Hacker News new | ask | show | jobs
by wizofaus 1197 days ago
I'm with you - the violations of DRY I still see regularly are clear cases of copying and pasting exactly the same logic (or magic literal value) when there was no reason not to put it in a helper function or named constant that could be referred to in both places. A code review I did yesterday had that - there were 5 or 6 lines of code that, starting with a particular regex, did some data massaging. It was determined in some cases a different reg-ex was needed for a second pass over the data, and so the submitter had simply copied the 5-6 lines of code and just changed the reg-ex used. I see that sort of thing 20 or 30 times more often than code that gets itself into knots because of excessive abstraction trying to avoid code repetition.
2 comments

Some people feel productive when they can type a bunch of code quickly. And the only way to do that is to get muscle memory for writing the same code over and over and over.
I think I can categorically state that virtually every DRY violation I've come across involved little more typing than Ctrl+C Ctrl+V.
I’ve dealt with a few bad coding patterns over the years that were not copy and paste.

Though there have been a couple memorable occasions where I had to completely remove a bad pattern from the code to get people to stop using it.

To be fair, in your example it sounds like the repetition is very local and easily recognised for what it is. Not ideal, but hardly a poster child for when DRY is impactful.

If the change was otherwise good, I would remark on the repetition as "here's how I would write it differently" and not "go back and fix it now".

The first time someone changes four of the cases the same way but misses the fifth, though. That sounds like a good time to refactor.
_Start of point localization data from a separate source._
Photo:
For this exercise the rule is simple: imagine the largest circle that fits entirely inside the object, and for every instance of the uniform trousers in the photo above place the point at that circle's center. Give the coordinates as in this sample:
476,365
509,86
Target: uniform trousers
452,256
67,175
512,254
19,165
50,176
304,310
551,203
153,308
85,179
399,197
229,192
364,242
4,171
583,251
Just came across another slightly more interesting example. We have code that has to do essentially the same thing for three different document types: it loops through a passed-in list and for each item, adds an object to a document, then initialises that object with details from the item. The "logic" in all 3 cases is exactly the same, yet there were 3 different implementations, one for each document type. The only difference between the 3 is that the function you need to call to add the object is different for each document type, and the library we're using (the MS DocumentFormat.OpenXml library as it happens) doesn't provide an abstraction for just calling the same function regardless of document type. In fact, creating such an abstraction wouldn't be complex at all - if you look at the decompiled MS source, they've basically implemented the same function 3 times, but using an internal function not available to us. As it happens there was a bug in our initialisation code (missing null check!), but of course it was duplicated across all 3 functions. I basically had 3 options:

    a) make the same null check fix in all 3 versions, thus resulting in 3 even longer functions with the same logic
    b) collapse all 3 functions into one and provide an abstraction for the "adding object to document" part
    c) refactor the 3 functions to use the same helper function just to do the object initialisation
In the end I went with c) because it required the least amount of code, and the only genuine duplication really is the foreach statement. But arguably if MS had kept their library DRY in the first place we would never have ended up with so much code duplication.
This is a significantly better example! When non-DRYness leaks out over interfaces it becomes much more of a problem.